いくつかの大きな旗をバックにちょっとした玉座のような金縁に赤いクッションの椅子と重厚な机。
床には金と青を主とした色調の絨毯。その上には少し低い机と玉座っぽい椅子を広げ少し地味にした様なソファが机を挟んで2つ。
社長室っぽいが調度品が高級ホテルを豪華にした感じだ。もしくは金持ちの書斎と応接間を混ぜた様な形か。
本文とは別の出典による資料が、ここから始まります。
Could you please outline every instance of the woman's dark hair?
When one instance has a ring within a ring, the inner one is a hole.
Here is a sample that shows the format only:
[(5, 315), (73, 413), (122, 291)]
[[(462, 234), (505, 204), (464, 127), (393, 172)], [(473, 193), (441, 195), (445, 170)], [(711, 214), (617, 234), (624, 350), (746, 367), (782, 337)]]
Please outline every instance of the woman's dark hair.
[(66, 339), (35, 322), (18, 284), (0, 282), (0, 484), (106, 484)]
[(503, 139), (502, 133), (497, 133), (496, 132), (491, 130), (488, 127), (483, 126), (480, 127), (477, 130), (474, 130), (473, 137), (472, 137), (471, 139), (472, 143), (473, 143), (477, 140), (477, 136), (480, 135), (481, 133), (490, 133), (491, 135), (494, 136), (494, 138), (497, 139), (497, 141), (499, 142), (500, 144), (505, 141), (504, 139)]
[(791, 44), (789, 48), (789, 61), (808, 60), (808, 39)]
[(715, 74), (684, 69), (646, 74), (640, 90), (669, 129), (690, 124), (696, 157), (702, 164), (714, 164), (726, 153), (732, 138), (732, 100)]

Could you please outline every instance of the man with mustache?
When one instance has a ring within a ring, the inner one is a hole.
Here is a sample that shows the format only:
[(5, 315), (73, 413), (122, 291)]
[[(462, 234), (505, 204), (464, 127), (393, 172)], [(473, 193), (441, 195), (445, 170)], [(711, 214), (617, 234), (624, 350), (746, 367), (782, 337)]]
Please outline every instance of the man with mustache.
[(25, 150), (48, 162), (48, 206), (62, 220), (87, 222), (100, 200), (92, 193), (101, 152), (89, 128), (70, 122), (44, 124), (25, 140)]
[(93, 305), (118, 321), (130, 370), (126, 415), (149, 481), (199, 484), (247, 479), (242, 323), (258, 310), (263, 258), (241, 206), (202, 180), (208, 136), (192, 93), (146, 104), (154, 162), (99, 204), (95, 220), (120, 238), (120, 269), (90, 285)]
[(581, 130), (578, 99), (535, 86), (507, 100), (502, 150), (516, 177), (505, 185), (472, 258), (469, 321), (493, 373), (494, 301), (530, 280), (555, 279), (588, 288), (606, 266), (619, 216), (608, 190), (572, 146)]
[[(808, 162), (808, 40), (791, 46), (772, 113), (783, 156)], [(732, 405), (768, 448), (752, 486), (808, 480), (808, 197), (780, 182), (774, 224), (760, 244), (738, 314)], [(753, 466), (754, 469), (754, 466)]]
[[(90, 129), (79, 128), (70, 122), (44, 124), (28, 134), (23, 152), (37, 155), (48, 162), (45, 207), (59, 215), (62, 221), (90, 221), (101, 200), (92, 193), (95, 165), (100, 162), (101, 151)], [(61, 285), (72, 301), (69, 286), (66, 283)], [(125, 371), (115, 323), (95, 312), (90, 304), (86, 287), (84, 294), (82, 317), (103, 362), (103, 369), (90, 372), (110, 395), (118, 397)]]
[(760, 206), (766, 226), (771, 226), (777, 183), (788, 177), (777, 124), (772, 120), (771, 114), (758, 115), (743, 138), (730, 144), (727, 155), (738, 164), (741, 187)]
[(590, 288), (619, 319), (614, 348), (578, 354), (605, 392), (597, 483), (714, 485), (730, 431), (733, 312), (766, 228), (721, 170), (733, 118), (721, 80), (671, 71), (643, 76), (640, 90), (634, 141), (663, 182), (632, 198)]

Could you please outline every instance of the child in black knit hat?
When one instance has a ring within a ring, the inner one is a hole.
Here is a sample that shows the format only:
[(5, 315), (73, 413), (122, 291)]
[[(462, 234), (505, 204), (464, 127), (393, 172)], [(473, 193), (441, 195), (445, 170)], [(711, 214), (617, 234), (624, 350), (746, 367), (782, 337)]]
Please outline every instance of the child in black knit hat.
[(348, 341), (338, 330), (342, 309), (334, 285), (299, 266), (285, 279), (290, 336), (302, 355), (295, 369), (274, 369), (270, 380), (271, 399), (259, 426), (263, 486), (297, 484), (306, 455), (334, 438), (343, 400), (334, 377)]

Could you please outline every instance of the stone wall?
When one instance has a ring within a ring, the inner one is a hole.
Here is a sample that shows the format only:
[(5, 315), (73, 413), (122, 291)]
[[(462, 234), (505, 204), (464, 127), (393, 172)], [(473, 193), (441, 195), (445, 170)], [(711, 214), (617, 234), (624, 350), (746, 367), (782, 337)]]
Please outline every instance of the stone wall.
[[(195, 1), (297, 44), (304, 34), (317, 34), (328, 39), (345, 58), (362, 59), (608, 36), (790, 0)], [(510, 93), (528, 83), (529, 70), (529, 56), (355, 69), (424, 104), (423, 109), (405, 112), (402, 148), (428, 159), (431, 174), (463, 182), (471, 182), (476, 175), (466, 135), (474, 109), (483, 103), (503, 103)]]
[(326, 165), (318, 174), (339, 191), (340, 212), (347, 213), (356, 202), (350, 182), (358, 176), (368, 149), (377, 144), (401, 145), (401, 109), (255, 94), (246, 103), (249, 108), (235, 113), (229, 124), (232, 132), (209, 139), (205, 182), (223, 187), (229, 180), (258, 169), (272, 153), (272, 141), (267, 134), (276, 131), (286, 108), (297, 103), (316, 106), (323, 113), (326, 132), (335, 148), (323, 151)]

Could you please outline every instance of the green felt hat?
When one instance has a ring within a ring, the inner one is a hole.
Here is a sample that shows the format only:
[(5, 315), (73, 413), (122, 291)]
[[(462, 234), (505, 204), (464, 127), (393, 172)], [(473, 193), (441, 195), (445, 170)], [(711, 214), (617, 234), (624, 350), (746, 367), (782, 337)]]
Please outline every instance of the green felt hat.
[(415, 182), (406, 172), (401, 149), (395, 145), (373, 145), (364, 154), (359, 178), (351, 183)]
「部屋が派手で申し訳ございません。前の部屋の主がアルベーム王国の侯爵でして。我々商業ギルドは商業の守護者であり絶対中立、自ら富む事を目的とした商会でも無ければ権威を見せつける事を良しとする貴族でもないのですが」
ふむ、一般的な商人であればこの部屋の豪華さに威圧されてしまうかも知れない。
商談をする場所としては不向きと言える。
支部長が謝罪するのも分かる。
しかし、俺はこの部屋が霞む城持ちのリッチにしてビップ。
国家予算並の賠償金は女神様に貢いたが女神様は俺の恋人なので実質的に国をも支配する国王級、いや国王も屈服させたのだから王をも超える真の王と言える。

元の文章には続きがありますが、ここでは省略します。